8. Choose your sending account and schedule
Next, choose how and when the emails are sent.
Select the sending account (e.g. your primary email connected to Skyp).
Review the campaign settings before launch:
Sending days
Sending times
Start date relative to the conference
You might adjust this based on:
Time zones for the conference location
The seniority of your recipients (e.g. executives often shouldn’t get emails on Monday mornings)
For example:
Avoid Mondays for executive-heavy lists
Aim for mid-week, late-morning in the conference time zone
9. Decide on email tracking
Skyp gives you the option to enable email tracking (opens/clicks).

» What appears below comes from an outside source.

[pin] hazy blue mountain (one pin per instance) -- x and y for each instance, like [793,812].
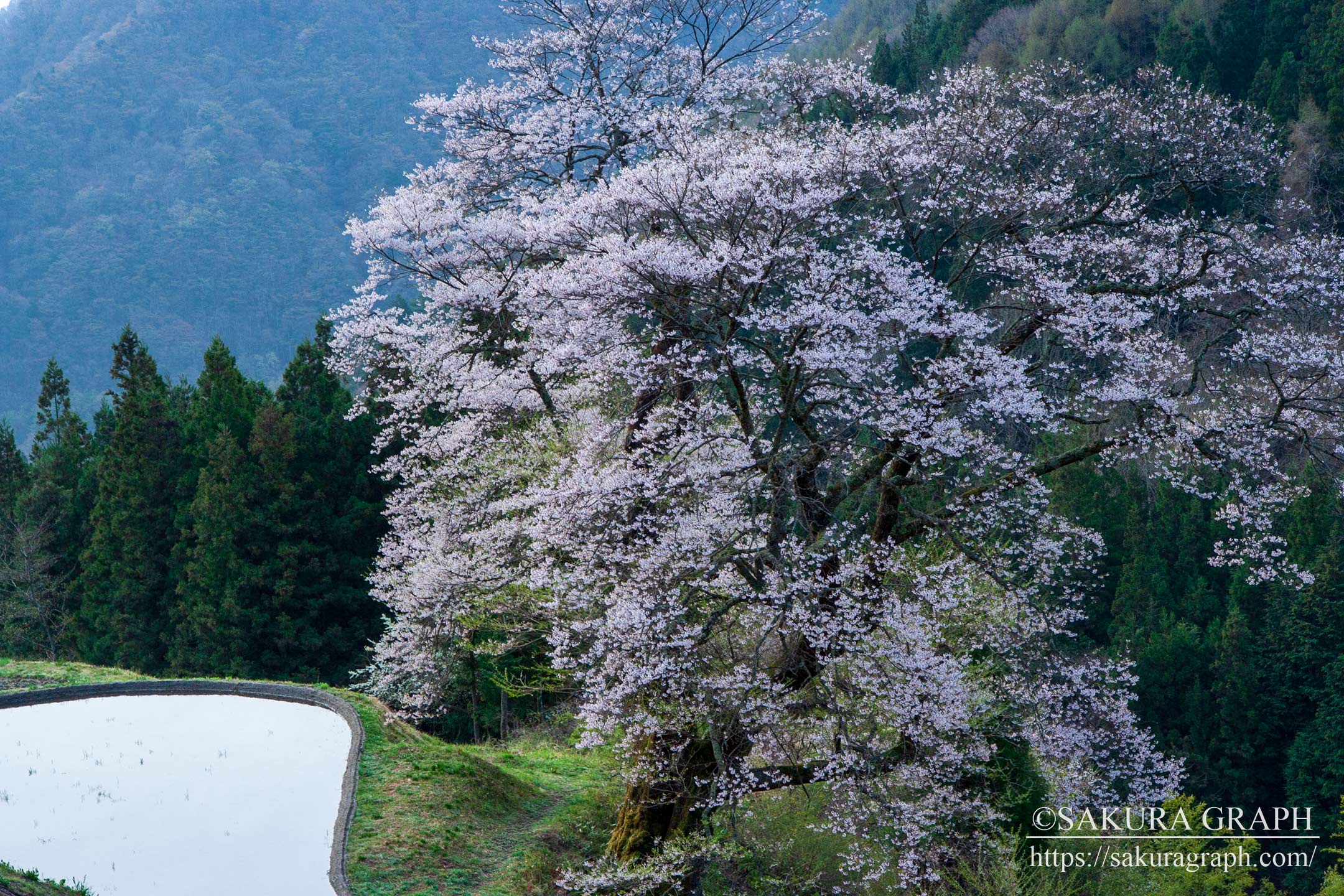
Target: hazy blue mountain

Default: Tracking is off because it can slightly reduce deliverability.
You can turn it on if:
You want to measure engagement more directly
Your list is small and highly targeted, and you’re comfortable with the trade-off
Decide based on your deliverability needs and risk appetite.
10. Launch the campaign
Once everything looks good:
Click Launch.
Skyp will:
Send the campaign according to your schedule
Use your CTAs and tone settings
Respect all the context you’ve configured
You now have a focused, speaker-specific campaign working in the background—warming up conversations, setting meetings, and turning one event into a pipeline of high-quality relationships.